Reference

API keys

Workspace API keys are the credentials used to authenticate against the public API. Each key is scoped to a single workspace and carries a set of OAuth-style scopes that control what it can do.

Key format

Tokens are opaque bearer strings prefixed with ssp_live_. The prefix plus the last four characters are stored on the key record so the dashboard can display a masked version such as ssp_live_abcd…wxyz.

The full token is hashed with SHA-256 before being stored. The plaintext token is only returned in the response of the create endpoint, exactly once.

Default scopes

New keys are created with the following default scopes:

  • posts:read: read posts and post targets.
  • posts:write: create, edit, schedule, publish, and cancel posts.
  • accounts:read: list connected social accounts.
Key lifecycle

Each key has a last_used_at timestamp that updates on every successful authentication. Keys can also carry an expires_at; expired keys are rejected with API_KEY_EXPIRED.

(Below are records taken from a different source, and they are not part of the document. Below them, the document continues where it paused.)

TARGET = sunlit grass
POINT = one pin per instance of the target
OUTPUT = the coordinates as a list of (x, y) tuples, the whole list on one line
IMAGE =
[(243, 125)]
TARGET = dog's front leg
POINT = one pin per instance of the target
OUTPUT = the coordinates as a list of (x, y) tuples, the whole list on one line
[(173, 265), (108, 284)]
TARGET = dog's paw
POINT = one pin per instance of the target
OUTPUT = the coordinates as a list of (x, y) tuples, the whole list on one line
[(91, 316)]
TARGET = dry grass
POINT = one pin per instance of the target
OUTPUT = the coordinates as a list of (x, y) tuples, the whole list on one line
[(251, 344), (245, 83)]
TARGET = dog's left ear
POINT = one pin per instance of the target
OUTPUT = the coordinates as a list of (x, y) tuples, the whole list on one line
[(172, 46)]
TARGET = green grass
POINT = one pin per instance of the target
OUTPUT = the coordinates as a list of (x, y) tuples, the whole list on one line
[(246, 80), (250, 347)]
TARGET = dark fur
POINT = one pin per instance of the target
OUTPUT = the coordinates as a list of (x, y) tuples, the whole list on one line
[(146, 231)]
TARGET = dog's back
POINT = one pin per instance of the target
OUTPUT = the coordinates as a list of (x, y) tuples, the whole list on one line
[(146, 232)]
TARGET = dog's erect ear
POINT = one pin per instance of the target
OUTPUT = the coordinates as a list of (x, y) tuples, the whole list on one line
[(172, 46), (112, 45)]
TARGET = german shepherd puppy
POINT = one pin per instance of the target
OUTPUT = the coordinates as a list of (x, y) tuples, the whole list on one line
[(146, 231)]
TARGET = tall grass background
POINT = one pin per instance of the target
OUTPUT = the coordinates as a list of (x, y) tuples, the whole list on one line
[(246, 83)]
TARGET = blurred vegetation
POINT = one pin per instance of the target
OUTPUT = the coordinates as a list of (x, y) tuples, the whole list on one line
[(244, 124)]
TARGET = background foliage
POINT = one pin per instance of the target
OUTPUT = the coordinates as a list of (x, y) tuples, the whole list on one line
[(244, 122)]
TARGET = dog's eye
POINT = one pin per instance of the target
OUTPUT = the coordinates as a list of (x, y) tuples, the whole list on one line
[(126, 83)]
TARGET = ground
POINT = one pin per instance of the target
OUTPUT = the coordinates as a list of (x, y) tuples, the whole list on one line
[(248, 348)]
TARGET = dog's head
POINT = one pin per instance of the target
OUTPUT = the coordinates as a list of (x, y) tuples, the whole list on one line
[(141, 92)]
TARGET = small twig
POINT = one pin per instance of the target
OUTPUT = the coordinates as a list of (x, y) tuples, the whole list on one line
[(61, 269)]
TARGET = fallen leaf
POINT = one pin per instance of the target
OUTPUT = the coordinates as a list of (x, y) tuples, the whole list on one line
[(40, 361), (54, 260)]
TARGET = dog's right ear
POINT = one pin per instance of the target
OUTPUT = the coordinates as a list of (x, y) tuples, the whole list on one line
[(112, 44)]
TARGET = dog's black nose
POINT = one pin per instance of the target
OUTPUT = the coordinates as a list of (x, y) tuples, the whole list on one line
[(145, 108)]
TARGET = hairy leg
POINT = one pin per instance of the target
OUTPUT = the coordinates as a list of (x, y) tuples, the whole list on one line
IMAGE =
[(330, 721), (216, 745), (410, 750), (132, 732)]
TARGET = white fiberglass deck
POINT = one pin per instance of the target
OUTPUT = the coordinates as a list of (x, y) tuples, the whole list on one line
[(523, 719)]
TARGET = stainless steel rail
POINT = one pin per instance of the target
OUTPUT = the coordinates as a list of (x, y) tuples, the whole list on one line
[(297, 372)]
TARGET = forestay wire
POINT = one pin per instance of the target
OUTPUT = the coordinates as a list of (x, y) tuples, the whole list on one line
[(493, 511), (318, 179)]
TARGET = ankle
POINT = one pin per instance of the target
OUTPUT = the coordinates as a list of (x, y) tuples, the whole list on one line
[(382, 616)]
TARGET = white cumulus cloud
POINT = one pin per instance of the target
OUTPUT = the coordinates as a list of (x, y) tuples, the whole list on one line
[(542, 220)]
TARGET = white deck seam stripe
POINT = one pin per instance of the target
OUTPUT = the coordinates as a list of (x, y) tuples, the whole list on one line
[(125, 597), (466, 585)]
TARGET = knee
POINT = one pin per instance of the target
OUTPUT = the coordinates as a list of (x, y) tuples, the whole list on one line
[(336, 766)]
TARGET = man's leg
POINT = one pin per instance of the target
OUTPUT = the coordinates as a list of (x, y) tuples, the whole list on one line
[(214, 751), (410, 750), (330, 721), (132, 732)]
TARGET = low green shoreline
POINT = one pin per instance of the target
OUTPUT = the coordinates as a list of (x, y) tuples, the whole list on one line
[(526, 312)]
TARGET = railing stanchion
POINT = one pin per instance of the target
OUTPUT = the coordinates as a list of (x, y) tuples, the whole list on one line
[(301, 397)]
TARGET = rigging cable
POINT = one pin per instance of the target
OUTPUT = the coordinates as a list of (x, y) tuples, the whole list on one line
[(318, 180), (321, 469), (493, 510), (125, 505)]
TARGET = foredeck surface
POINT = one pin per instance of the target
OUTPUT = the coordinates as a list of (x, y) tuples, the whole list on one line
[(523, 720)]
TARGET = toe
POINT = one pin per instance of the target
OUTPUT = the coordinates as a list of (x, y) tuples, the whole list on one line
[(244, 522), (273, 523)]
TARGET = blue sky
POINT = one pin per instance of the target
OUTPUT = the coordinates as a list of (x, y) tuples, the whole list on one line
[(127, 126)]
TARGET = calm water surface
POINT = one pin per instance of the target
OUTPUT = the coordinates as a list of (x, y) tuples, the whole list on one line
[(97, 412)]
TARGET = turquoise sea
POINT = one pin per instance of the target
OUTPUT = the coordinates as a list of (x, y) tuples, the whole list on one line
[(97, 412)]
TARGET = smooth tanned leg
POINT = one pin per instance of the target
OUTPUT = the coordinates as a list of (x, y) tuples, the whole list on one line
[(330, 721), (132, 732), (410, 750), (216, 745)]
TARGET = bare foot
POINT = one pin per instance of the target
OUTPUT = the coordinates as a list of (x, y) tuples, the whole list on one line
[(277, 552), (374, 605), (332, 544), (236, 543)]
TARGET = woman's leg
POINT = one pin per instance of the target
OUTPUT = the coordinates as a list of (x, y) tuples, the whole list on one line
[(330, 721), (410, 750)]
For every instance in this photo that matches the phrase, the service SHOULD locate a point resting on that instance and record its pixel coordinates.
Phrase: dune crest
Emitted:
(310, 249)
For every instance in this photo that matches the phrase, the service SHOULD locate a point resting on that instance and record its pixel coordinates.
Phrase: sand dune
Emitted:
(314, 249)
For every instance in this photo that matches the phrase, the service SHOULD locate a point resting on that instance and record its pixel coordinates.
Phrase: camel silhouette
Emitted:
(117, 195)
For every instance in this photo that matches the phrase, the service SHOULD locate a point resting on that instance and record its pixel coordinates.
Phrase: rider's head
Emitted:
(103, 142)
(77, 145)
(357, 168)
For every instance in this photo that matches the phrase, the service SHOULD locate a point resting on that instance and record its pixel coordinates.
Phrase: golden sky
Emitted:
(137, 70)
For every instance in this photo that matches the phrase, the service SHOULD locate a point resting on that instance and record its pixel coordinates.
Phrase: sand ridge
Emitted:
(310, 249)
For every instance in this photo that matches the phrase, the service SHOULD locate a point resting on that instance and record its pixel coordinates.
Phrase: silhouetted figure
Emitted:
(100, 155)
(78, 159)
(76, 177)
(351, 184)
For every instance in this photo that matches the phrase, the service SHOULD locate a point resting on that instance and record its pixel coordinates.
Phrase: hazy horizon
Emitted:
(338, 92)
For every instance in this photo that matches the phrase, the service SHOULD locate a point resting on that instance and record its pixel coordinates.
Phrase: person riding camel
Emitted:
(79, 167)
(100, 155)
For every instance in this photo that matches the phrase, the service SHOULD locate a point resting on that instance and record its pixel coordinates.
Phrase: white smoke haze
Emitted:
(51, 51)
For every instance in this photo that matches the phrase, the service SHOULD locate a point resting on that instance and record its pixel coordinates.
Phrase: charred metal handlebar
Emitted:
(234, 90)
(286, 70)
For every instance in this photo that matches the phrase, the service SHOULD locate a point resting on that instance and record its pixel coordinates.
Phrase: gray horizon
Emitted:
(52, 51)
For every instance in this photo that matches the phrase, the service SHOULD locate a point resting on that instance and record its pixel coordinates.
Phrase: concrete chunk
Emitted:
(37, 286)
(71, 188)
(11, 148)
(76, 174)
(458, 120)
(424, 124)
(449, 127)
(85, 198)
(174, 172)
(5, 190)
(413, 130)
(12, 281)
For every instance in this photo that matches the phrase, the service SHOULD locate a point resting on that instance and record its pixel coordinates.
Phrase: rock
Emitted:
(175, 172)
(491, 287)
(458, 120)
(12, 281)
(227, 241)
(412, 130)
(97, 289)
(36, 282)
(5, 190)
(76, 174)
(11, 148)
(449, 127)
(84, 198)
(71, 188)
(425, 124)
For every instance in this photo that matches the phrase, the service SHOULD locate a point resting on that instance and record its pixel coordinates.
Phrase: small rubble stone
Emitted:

Revocation sets revoked_at. Revoked keys are rejected with API_KEY_REVOKED on every subsequent request, even if the body and method match a previous successful call.

If a workspace has API debug logging enabled, every authenticated request: successful or not: is recorded in the apiRequestLog table for observability.

Best practices
  • Use one key per environment and per integration (production, staging, CI, third-party tool).
  • Give each key a descriptive name so you can identify the source of a leak quickly.
  • Treat the plaintext token like any other production secret: store it in your secrets manager, never in source control, and never in browser-accessible storage.
  • Rotate keys by creating a new one, switching traffic over, and then revoking the old one. Revocation is immediate.
  • If you suspect a key is compromised, revoke it right away. The public API does not support a softer "disable" state.